Anesthesiology Department Hosting Discussion on Malignant Hyperthermia
April 17, 2017
WHEELING – A free presentation on malignant hyperthermia (MH) and its treatment has been scheduled by May 5 by the Anesthesiology Department of Wheeling Hospital. Special guest speaker will be Dr. Barbara Brandom, past director of the North American Malignant Hyperthermia Registry (NAMHR).
The presentation, which has been approved for 1 hour AMA PRA Category 1 credit, is open to all anesthesiologists, physicians, nurses, OR personnel or health care professionals who work with anesthesia.
It will be held at Generations Restaurant, Wheeling. A reception with light hors d'oeuvres will begin at 6 p.m., and the presentation starts at 7 p.m.
An MH case presentation will be made by anesthesiologist Dr. Dominic Cottrell and Certified Registered Nurse Anesthetist Virginia Ondik, both of Wheeling Hospital, followed by Brandom’s presentation.
MH is a potentially fatal, inherited disorder usually associated with the administration of certain general anesthetics and/or the drug succinylcholine. The disorder is due to an acceleration of metabolism in skeletal muscle. Symptoms of MH include muscle rigidity, rapid heart rate, high body temperature, muscle breakdown and increased acid content. Immediate treatment with the drug dantrolene usually reverses the signs of MH.

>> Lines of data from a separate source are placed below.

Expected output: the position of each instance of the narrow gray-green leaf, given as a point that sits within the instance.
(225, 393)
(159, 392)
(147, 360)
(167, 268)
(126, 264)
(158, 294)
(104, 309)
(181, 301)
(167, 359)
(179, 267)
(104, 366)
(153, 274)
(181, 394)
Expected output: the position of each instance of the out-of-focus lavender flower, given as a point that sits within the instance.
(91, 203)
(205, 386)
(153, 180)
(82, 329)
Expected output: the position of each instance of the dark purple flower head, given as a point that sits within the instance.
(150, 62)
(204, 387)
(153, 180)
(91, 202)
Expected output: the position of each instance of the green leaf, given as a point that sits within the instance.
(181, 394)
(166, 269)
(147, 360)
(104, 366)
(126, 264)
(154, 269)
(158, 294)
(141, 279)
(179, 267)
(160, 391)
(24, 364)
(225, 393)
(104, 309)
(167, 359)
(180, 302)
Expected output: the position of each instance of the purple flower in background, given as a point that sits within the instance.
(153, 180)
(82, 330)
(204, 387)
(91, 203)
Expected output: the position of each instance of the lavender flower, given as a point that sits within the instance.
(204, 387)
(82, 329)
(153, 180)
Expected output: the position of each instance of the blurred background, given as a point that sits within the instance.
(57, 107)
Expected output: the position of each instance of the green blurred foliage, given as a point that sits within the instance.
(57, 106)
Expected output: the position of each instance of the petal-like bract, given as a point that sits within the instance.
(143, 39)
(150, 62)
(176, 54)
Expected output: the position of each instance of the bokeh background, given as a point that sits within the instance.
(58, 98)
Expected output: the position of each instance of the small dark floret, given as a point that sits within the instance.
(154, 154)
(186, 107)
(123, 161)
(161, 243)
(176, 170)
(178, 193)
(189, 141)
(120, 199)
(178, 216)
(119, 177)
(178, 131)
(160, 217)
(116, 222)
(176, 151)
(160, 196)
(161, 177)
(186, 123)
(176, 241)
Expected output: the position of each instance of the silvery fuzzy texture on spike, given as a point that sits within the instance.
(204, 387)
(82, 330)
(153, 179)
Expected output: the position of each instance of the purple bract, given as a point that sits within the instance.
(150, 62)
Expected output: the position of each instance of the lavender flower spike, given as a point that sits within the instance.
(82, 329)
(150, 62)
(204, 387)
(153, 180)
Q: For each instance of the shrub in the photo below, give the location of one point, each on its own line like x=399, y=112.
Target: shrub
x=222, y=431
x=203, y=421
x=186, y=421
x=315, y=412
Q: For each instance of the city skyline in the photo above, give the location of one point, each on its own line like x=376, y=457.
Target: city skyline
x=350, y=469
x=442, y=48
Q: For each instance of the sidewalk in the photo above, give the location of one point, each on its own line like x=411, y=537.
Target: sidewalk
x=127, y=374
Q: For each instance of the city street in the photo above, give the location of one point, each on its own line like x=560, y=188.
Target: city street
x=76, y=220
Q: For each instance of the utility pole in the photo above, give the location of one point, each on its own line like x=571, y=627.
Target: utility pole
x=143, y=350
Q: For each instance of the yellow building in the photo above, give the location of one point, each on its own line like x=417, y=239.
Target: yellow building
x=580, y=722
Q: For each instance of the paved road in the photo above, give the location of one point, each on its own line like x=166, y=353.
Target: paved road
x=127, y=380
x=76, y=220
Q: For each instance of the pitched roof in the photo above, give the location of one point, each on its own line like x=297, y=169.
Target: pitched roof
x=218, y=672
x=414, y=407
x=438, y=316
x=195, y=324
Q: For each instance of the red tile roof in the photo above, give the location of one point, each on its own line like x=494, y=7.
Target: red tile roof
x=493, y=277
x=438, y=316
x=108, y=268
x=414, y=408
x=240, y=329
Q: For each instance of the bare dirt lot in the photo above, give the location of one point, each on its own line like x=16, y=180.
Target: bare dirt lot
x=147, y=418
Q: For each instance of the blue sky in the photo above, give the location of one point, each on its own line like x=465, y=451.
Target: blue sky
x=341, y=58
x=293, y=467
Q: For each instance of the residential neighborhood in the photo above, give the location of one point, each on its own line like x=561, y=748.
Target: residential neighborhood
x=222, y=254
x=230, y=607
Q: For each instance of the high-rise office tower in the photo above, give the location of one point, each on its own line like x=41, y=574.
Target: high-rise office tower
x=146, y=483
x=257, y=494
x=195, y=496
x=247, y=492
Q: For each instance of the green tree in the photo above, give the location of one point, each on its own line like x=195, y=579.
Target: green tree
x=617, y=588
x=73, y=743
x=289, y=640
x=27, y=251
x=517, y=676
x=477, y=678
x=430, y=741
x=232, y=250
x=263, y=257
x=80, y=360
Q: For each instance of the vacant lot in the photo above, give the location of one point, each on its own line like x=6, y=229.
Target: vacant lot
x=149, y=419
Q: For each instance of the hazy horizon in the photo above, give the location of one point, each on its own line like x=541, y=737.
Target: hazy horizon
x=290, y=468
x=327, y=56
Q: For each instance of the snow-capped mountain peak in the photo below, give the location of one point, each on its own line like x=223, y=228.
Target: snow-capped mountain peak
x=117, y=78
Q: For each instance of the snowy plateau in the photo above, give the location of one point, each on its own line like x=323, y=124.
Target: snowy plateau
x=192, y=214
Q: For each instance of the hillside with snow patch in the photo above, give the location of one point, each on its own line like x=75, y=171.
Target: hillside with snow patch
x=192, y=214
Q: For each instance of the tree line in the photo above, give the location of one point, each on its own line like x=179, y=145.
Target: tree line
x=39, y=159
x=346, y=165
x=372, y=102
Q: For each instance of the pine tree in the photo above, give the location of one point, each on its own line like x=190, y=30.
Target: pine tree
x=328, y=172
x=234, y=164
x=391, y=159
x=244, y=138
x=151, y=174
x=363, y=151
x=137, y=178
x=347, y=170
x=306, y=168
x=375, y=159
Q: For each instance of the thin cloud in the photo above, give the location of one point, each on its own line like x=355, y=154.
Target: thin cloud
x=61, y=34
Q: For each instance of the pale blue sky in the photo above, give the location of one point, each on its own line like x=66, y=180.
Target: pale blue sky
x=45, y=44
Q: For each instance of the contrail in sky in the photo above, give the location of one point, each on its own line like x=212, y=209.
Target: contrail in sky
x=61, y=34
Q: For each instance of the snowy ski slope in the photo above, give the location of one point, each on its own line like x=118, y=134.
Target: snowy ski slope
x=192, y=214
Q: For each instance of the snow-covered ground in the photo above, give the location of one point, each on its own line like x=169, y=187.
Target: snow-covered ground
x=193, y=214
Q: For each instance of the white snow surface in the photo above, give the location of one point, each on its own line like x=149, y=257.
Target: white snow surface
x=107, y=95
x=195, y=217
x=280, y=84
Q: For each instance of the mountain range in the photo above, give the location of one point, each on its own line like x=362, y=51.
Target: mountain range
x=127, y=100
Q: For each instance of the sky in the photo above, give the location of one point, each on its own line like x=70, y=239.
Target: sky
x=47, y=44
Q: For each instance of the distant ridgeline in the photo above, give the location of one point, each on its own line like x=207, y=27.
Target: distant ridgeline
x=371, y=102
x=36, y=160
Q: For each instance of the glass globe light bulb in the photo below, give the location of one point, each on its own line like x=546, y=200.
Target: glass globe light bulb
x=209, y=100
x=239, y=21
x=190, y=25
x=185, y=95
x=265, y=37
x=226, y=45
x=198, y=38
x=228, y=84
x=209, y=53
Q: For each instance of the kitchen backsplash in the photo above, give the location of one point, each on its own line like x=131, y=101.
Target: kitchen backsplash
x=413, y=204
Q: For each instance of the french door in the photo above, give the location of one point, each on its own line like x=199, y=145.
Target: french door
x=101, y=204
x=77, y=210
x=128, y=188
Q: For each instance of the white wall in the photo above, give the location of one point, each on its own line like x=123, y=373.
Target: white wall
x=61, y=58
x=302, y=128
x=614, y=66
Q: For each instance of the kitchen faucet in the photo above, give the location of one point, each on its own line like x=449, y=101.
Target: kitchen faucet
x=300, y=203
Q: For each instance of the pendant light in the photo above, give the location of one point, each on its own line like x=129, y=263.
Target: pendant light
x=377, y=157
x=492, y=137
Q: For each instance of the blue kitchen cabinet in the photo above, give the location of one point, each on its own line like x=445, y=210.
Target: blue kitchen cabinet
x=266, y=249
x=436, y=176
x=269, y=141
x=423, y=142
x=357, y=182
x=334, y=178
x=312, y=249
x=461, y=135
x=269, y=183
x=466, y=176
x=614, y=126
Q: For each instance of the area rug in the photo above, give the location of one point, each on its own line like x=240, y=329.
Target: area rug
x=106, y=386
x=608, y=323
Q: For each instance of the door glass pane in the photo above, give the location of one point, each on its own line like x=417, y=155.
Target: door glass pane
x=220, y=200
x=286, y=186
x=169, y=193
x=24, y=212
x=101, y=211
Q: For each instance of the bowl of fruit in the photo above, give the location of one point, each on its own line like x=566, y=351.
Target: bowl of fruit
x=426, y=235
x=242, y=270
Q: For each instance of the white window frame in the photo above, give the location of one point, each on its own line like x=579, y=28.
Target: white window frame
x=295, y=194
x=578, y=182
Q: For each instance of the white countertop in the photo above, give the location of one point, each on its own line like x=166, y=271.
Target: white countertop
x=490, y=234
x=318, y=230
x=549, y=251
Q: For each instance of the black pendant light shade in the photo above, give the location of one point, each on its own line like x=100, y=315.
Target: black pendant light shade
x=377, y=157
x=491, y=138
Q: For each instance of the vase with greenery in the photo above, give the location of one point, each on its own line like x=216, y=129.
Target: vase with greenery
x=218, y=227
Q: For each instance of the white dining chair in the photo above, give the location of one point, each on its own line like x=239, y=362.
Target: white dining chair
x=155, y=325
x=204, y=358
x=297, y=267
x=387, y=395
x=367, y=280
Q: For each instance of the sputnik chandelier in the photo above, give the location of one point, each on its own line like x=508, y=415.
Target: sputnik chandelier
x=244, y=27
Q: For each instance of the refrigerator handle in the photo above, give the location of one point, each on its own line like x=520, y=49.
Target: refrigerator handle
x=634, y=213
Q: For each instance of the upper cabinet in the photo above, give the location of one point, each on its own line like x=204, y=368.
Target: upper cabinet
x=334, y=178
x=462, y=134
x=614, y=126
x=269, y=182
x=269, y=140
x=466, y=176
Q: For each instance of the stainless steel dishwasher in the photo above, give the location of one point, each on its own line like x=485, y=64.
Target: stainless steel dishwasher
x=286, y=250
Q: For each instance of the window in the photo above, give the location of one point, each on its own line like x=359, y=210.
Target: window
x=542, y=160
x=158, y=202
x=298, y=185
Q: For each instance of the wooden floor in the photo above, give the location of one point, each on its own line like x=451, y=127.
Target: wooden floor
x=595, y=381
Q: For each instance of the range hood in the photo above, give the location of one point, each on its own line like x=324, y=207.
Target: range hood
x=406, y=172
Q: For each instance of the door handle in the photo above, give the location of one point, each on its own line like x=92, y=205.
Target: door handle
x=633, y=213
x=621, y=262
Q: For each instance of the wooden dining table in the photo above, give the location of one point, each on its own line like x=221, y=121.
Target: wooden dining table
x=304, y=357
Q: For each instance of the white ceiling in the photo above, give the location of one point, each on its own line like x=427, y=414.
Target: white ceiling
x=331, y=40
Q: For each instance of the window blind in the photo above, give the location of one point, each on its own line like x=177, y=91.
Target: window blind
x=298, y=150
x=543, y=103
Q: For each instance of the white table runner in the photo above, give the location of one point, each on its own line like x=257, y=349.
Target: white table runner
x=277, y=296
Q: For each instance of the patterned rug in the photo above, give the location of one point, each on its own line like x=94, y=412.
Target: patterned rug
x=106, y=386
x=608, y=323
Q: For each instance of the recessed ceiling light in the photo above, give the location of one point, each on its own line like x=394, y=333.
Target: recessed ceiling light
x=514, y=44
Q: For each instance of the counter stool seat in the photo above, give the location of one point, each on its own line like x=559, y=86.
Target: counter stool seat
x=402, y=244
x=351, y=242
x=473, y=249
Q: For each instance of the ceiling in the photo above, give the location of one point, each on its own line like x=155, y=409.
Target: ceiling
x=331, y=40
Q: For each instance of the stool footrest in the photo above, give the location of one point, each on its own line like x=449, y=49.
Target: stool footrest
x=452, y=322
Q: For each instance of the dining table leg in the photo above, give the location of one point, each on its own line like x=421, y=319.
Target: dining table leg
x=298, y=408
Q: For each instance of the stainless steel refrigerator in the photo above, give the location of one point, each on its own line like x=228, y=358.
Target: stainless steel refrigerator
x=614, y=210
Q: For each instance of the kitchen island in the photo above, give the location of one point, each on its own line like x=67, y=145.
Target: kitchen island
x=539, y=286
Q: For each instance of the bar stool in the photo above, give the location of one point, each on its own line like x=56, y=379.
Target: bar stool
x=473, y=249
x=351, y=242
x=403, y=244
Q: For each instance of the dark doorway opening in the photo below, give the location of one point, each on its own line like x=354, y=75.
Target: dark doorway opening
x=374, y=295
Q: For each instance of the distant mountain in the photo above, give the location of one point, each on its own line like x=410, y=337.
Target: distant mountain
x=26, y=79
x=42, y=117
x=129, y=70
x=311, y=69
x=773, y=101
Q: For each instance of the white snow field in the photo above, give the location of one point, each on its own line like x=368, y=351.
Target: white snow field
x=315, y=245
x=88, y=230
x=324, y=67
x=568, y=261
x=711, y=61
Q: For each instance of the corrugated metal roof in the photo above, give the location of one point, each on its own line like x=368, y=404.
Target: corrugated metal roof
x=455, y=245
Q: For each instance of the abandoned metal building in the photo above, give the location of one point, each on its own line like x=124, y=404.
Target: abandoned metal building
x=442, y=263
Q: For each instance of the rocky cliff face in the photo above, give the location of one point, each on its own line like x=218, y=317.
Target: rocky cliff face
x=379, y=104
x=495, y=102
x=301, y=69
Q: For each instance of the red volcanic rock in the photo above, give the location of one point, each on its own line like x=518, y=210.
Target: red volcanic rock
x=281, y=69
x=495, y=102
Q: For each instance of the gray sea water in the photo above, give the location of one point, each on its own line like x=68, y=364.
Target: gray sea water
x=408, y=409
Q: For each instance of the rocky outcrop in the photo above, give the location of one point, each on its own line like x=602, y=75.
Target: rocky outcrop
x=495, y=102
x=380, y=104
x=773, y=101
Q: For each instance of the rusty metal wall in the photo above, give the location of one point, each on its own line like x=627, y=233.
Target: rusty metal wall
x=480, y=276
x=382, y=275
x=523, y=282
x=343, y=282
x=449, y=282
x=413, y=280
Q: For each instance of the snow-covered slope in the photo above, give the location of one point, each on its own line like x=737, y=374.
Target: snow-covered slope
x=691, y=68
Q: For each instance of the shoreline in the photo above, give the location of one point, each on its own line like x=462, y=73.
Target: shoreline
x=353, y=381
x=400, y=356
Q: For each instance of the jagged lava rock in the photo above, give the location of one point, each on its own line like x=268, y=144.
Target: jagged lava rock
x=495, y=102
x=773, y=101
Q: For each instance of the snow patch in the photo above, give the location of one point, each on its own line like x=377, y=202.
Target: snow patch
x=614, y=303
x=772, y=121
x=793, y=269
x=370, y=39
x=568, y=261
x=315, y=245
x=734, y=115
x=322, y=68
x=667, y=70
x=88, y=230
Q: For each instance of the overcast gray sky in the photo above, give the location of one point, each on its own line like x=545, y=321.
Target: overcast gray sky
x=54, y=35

The North American Malignant Hyperthermia Registry was established in 1987 and merged with the Malignant Hyperthermia Association of the United States (MHAUS) in 1995 so that MH data could be stored in a site that is supported by one organization to offer greater support for research initiatives. The registry’s goal is to acquire, analyze and disseminate case-specific clinical and laboratory information related to MH susceptibility.
Guest speaker Brandom was director of the NAMHR from 2000-2016. Prior to that, she was consultant to the MH Hotline of MHAUS as well as chair of the Review Committee of the MH Hotline.
From 1992-2016, she was a professor of anesthesiology in the Department of Anesthesiology at the University of Pittsburgh, where she still serves as an adjunct professor of nurse anesthesia.